Smithfield Foods has opened its own restaurant—a first and likely CH only for the pork and peanuts company.

The restaurant shares a building on the main street of Smithfield, Virginia, with the meat processor’s retail location—one of five the company owns. The other four are located in mid-Atlantic states.

Taste of Smithfield is a hybrid full-service and fast-casual restaurant. Customers order and pay at a counter, but a server brings their food and continue to service them. Alcohol is served.

Pete Booker, vice president and general manager of the Smithfield Specialty Foods Group talks to Restaurant Management:

Why did Smithfield decide to open a restaurant?

When we made the announcement it was to get the noise for the town. We also saw an opportunity to upgrade our retail facility (which grew from around 600 square feet of retail to around 1,100 square feet) and we also had 2,400 square feet for a hybrid restaurant.

The restaurant allows us to put some of our products out there.

Who is coming to the restaurant?

We’re finding it’s a good mix of people. Locals come because it’s something new in town. And from a tourist perspective, we’re pulling people from Washington, D.C., Maryland, Eastern and Southern Pennsylvania, day-trippers are coming down or people from the beach, and we’re having folks come up from Raleigh-Durham. So it’s a good mix of hometown folks and people coming to the region.

How are the restaurant and retail operation doing?

We’ve seen a 50 percent increase in retail sales for the same store year-over-year. We’re really pleased with the cross merchandising between the retail and restaurant operation.

What are you serving at the restaurant and what’s popular?

Our pork burgers are doing really well, our pork tenderloin and our pulled pork shoulder with different sauces. We’re working with some sea salt bacon on BLTs and salads. We have some really nice ideations given the summer fruits and vegetables. We also have an amuse bouche—a trio of ham types that gets people interested in our food

What knowledge does Smithfield have that it can capitalize on to run a successful restaurant?

We have a strong foodservice background and have chefs and culinarians that have that background. Margaret Carroll [the restaurant’s manager] has a long track record in the foodservice business so it made sense to partner with her and because she has some following.

What knowledge have you had to look for outside the company?

With the size of pork company that we are we have more information than we need. It was about understanding the region, the tourism. It’s been about being flexible enough to know going in from day one that our menu would be fluid, that we would be changing it regularly for seasonality, ideality and menu trends. Like trying the sea salt bacon that we’re doing right now. 

We’re trying things like lard in place of different fats in our retail items and are going to do it in the restaurant so customers know how different it tastes—like a sweet potato biscuit made with lard.

What kids’ food and non-meat foods do you offer?

For kids we have grilled cheese, hot dogs and might do a peanut butter and jelly sandwich.

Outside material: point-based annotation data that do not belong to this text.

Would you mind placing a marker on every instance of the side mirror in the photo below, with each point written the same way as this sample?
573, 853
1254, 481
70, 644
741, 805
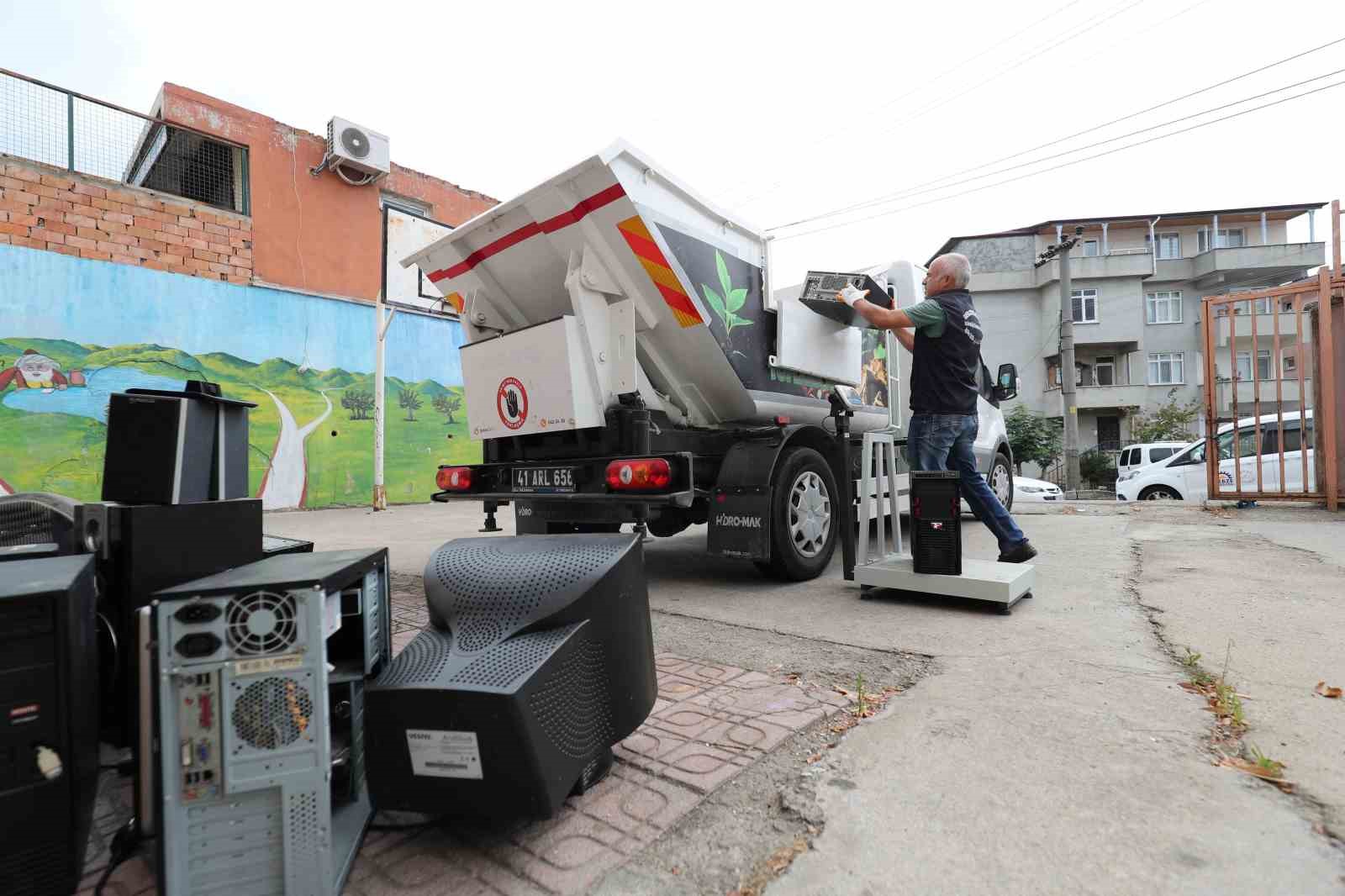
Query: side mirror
1006, 382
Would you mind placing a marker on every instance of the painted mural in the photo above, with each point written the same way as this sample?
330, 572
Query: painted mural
74, 331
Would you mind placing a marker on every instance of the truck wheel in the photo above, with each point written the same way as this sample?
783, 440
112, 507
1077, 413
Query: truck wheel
804, 515
1001, 481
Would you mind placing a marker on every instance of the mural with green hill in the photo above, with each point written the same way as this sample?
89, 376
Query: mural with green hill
57, 372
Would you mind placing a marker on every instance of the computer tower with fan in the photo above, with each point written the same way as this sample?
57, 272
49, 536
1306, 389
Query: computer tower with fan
260, 720
49, 723
936, 522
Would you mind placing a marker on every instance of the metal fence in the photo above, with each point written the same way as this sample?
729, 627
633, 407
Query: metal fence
1275, 439
66, 129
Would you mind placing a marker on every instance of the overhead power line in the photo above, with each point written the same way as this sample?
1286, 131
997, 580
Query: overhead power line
1125, 6
1064, 165
939, 185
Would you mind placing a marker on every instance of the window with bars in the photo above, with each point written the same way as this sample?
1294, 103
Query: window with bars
1165, 369
1163, 306
1263, 365
1084, 306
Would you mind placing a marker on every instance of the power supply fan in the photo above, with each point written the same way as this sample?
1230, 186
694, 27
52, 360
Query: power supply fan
354, 141
272, 714
261, 622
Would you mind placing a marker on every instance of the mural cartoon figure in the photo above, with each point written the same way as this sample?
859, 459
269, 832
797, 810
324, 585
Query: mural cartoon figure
35, 370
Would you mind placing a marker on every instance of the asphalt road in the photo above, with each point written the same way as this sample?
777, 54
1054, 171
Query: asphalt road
1051, 751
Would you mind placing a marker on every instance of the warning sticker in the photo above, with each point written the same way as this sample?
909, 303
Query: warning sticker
444, 754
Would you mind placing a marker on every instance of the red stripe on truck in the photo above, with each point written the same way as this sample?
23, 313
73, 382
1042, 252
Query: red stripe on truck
531, 229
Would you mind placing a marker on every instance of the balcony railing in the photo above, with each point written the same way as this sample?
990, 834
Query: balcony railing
66, 129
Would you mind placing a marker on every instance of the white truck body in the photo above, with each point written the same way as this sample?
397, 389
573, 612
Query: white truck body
667, 298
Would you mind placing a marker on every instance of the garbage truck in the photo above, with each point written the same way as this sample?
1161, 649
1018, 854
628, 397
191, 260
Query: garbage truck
625, 360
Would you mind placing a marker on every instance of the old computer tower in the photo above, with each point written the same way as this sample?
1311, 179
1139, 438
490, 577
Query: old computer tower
936, 522
260, 774
49, 723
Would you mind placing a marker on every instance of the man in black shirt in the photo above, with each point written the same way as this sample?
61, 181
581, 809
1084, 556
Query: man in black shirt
943, 334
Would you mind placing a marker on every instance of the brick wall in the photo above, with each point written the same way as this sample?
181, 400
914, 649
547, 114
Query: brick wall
50, 208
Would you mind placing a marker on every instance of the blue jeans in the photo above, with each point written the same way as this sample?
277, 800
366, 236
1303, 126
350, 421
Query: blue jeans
946, 441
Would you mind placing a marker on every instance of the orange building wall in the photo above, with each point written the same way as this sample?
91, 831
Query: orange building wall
313, 233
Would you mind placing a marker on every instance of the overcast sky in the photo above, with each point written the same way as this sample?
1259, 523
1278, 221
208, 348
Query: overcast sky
775, 111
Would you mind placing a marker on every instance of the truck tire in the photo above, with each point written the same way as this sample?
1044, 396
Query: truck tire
1001, 481
804, 515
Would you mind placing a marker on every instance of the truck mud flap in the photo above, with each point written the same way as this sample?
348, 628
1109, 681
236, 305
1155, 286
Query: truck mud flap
740, 524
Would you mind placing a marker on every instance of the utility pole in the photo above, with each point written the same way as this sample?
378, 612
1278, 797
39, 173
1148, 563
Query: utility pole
1067, 356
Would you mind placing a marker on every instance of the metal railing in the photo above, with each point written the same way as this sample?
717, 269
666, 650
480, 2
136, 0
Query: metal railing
65, 129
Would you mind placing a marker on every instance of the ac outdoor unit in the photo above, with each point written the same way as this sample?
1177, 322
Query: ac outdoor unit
356, 148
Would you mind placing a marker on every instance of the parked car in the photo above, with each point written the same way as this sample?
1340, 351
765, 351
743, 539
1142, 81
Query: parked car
1133, 458
1032, 490
1183, 477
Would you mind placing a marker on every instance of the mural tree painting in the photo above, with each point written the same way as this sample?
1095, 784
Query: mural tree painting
358, 403
410, 400
726, 304
448, 405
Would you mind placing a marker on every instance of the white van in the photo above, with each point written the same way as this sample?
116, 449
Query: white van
1184, 478
1136, 456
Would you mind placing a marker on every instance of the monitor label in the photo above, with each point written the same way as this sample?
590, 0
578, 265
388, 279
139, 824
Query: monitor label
444, 754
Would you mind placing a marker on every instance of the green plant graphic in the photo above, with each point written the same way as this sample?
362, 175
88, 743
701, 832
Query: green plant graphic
730, 302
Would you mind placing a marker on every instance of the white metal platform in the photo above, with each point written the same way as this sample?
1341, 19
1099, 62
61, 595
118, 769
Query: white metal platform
1001, 584
994, 582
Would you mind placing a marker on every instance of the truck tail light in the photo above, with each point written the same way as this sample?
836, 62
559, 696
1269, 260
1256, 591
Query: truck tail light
454, 478
642, 474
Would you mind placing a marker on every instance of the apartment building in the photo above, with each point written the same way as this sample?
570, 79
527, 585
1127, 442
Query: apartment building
1137, 287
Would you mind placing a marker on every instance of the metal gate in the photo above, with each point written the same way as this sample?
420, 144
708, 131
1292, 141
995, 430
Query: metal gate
1274, 389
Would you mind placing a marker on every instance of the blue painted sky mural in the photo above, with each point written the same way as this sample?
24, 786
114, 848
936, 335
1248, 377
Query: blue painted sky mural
73, 331
249, 322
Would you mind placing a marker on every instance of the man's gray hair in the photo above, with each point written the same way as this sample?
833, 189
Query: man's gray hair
957, 266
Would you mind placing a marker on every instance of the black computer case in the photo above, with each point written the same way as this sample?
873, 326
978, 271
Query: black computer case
936, 522
49, 723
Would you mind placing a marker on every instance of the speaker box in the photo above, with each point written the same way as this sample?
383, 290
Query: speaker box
49, 723
540, 656
175, 447
38, 524
936, 522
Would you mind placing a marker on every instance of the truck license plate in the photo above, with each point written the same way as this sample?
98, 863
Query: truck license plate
544, 479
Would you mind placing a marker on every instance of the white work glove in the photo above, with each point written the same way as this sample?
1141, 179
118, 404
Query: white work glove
852, 295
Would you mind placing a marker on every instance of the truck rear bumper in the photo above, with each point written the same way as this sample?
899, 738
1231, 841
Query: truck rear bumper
676, 499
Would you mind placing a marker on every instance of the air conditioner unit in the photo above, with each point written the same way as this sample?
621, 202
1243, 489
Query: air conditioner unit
356, 148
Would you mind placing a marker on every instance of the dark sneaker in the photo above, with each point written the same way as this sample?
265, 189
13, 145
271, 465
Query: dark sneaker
1019, 555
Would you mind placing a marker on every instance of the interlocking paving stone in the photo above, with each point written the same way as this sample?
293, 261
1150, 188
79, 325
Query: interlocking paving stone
708, 724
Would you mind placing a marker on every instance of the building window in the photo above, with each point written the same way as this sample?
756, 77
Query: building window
1263, 366
1163, 307
1165, 369
1105, 370
1169, 245
1084, 306
1228, 239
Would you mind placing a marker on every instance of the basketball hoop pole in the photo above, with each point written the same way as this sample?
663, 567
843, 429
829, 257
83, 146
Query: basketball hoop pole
381, 340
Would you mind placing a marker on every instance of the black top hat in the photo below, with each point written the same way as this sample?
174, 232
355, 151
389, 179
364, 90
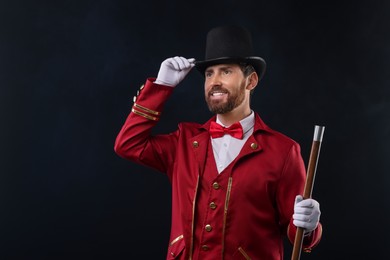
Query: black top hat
230, 44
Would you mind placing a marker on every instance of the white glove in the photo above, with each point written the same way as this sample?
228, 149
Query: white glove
173, 70
306, 213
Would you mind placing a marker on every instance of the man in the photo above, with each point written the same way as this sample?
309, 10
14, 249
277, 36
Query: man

And we have some veggie items like quiche and salads. If you bring a family of four there might be someone who wants to go meatless or they might be on a restricted diet. So we want to be able to take care of everyone who comes to see us.

How will the restaurant help your retail business?

As we evolve, we’ll listen to our customers and try to evolve with them to have different offerings because the customer is king. It is always helpful to get the immediate feedback from your customers because you can see what you’re doing right and wrong and what you need to work on. They can see with a different set of eyes what’s working. It’s critical to connect with your customers and understand their needs and wants.

We have comment cards with some questions to get some immediate feedback on items but long term it will be through SKU rationalization—what’s moving, what the time frame for the movements are.

[The restaurant] also gives people ideas of what they can do at home. So they might buy something different in the retail store and have a restaurant quality meal at home.

You are a blend of full-service and fast casual; why this restaurant model?

It has seemed to be what works at this time.

Saturdays and Sundays are really busy for the restaurant and Mondays tend to be the slowest day of the week. Our lunch business is extreme busy on the restaurant side and we have a lot of employees who have lunch there—our corporate offices are there. Dinner we get a small rush in the evening, too. But weekends tend to be the highest revenue days.